As for Sully, his coughing symptoms only worsened, landing him in the hospital, as Rip nudged his buddy to come clean to the mom of his future child. Sully’s hesitation to seek out treatment also stemmed from his past, noting that when his father was sent to prison, it was the best day of his life and that maybe Lynne and the baby were better off without him. Naturally, Ripley pointed out that it was just the fear talking and that he needed treatment in order to be a present dad to his kid and to break the cycle of abandonment and trauma. All in all, these two have made a lot of progress. 

Lynne, thankfully, wasn’t in early labor either, so the storyline had somewhat of a positive ending, though I’m sure we’ll see more from them soon. 

Loren’s helicopter incident in the woods the episode prior was also at the forefront as he essentially told Maggie he didn’t remember what they talked about (so he has no clue he professed his feelings for her!) and tried to minimize his injuries to prove himself to Archer for the trauma fellowship. However, Archer can’t be fooled as he’s also one of the people who tried to downplay his symptoms, so he was able to detect what Loren was doing right away. And he gave him some key advice—know when to pull back and prioritize your own health first.
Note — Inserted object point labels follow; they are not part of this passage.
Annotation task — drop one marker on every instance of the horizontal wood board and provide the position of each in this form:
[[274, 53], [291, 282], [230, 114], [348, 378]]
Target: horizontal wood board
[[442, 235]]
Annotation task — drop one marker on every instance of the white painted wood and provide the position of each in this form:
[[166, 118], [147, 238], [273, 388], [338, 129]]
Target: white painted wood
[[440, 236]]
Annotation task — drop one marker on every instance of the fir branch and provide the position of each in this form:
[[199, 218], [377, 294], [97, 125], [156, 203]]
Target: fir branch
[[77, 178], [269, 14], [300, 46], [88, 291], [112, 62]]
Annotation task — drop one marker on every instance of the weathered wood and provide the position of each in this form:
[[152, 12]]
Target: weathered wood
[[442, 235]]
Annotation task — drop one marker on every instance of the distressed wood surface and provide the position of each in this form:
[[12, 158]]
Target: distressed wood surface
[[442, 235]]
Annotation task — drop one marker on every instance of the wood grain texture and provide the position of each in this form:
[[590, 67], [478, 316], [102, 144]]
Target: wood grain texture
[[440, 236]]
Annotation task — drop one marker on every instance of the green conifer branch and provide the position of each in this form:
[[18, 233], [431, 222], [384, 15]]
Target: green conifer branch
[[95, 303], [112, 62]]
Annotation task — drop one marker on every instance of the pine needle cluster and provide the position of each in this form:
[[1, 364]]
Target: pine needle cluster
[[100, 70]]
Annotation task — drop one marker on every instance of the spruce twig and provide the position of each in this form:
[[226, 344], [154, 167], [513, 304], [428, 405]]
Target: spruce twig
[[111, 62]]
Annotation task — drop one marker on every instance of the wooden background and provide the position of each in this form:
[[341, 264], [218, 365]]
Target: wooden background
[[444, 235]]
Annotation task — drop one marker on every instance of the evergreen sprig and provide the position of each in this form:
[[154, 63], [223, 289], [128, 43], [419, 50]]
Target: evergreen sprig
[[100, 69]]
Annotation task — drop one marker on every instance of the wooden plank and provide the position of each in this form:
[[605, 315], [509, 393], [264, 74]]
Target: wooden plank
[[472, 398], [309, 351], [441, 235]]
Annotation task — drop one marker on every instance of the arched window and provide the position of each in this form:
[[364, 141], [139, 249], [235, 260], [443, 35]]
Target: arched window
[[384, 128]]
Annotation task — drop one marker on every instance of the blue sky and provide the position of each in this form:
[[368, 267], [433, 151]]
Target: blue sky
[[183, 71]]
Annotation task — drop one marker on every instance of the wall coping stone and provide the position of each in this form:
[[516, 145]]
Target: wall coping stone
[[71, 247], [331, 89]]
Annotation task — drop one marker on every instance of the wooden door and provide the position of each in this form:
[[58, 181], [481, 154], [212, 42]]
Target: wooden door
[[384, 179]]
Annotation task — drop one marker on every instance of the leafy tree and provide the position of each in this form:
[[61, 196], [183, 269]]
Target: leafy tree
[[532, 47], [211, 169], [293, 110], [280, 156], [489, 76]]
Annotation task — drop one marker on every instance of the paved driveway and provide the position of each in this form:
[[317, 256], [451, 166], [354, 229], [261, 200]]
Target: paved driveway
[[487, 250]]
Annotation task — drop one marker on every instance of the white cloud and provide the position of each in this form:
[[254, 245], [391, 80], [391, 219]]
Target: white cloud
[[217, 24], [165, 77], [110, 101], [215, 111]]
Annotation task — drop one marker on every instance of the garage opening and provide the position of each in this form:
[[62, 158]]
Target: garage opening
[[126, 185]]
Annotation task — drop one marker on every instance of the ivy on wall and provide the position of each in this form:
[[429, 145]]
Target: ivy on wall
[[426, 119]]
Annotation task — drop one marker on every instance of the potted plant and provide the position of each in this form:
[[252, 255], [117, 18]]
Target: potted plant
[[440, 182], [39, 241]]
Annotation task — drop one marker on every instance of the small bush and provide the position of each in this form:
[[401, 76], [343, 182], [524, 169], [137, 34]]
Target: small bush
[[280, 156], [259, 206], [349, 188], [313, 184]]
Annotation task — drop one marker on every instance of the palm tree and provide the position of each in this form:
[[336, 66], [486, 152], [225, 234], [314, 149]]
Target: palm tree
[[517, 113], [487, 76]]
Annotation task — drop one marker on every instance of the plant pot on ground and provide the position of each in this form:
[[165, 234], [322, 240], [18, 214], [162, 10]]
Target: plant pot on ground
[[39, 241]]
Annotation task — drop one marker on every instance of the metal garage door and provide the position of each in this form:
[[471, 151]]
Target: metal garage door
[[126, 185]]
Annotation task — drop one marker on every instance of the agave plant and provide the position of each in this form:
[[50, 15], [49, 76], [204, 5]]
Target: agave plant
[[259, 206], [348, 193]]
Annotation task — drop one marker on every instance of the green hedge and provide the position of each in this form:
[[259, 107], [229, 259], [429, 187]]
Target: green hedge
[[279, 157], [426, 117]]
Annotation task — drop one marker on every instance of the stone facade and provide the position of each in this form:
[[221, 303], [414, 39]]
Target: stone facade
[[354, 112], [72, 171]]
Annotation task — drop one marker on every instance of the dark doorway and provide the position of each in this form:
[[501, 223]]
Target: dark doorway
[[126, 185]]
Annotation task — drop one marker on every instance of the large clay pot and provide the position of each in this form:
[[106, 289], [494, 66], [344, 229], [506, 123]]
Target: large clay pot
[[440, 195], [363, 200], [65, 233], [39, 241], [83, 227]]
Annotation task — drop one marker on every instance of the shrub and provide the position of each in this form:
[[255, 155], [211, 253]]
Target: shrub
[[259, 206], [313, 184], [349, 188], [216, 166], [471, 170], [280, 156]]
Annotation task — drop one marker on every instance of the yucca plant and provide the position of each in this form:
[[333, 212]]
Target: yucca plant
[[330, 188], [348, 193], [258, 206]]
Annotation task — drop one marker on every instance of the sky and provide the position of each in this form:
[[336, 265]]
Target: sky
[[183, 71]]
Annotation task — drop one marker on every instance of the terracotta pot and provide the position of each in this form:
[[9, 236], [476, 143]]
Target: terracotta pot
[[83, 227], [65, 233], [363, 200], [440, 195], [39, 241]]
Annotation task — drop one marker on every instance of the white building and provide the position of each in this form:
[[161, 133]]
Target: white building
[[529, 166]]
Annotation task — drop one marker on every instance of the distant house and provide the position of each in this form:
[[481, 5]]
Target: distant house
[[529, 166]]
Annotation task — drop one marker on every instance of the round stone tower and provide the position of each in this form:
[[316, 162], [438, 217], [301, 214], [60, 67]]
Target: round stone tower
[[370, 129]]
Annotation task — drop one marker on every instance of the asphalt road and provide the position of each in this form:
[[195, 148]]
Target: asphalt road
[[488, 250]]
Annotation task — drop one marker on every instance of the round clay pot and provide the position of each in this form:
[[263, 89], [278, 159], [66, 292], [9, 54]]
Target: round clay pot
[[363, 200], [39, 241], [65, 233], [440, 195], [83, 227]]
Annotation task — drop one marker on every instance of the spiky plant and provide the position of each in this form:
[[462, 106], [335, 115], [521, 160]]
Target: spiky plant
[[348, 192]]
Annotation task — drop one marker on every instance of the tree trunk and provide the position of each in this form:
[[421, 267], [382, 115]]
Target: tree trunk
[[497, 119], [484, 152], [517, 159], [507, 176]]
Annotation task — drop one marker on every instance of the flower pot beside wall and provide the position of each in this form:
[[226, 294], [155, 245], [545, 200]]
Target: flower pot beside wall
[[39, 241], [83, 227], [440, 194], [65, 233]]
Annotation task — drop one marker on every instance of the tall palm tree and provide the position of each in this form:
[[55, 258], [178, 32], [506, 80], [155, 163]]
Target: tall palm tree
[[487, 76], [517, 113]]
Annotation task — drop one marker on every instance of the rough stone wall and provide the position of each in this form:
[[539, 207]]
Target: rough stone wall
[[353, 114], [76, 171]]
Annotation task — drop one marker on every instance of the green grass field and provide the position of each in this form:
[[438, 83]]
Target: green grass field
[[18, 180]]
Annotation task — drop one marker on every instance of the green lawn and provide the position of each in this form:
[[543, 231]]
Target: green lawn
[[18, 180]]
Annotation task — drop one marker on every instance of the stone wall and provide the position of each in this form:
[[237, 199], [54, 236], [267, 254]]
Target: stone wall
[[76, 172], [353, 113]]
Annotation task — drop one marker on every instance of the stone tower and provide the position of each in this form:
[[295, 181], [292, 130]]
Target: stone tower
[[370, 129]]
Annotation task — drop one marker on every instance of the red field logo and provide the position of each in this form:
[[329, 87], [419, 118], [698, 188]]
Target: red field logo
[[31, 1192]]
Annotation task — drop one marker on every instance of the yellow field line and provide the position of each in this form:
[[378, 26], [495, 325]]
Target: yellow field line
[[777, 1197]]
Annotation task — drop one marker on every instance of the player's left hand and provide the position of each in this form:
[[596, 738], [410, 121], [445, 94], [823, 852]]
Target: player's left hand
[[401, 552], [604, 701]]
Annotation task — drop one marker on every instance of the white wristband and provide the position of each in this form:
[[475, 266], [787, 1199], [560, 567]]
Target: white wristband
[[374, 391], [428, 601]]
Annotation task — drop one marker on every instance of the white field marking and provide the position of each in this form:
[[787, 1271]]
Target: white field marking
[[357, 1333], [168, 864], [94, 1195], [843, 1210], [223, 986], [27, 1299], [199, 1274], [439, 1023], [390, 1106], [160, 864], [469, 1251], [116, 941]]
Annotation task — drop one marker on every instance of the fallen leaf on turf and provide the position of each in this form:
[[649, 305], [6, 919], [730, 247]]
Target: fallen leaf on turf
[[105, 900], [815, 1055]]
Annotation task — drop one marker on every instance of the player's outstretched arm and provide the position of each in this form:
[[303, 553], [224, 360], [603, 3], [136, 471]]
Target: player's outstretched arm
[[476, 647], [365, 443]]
As they say, the job will always be there, but you can’t help your patients if you aren’t helping yourself.

As for Maggie, I think she owes it to the both of them to address what was said in such a dire state head-on, but I understand wanting to give Loren space for healing and recovery. She should’ve learned from that life-or-death situation that you should never leave anything unsaid.

Dr. Charles teamed up with a new intern, Naomi Howard, who experienced a bit of a rough start due to nerves. She was assigned to a patient named Jay, who ended up being misdiagnosed with depression when he should’ve been on mood stabilizers to treat what Charles assumed was bipolar disorder. It was a pretty intense case for Naomi to witness, even if she was sitting on the sidelines for much of it, as Charles had to get to the bottom of Jay’s motivations—proving his dad wrong about his career in the arts. Thankfully, by the end of the hour, he managed to persuade him to make the necessary change to his treatment by suggesting that you don’t have to suffer for your art.

What did you think of the episode? Are you digging the flirtation between Asher and Ripley?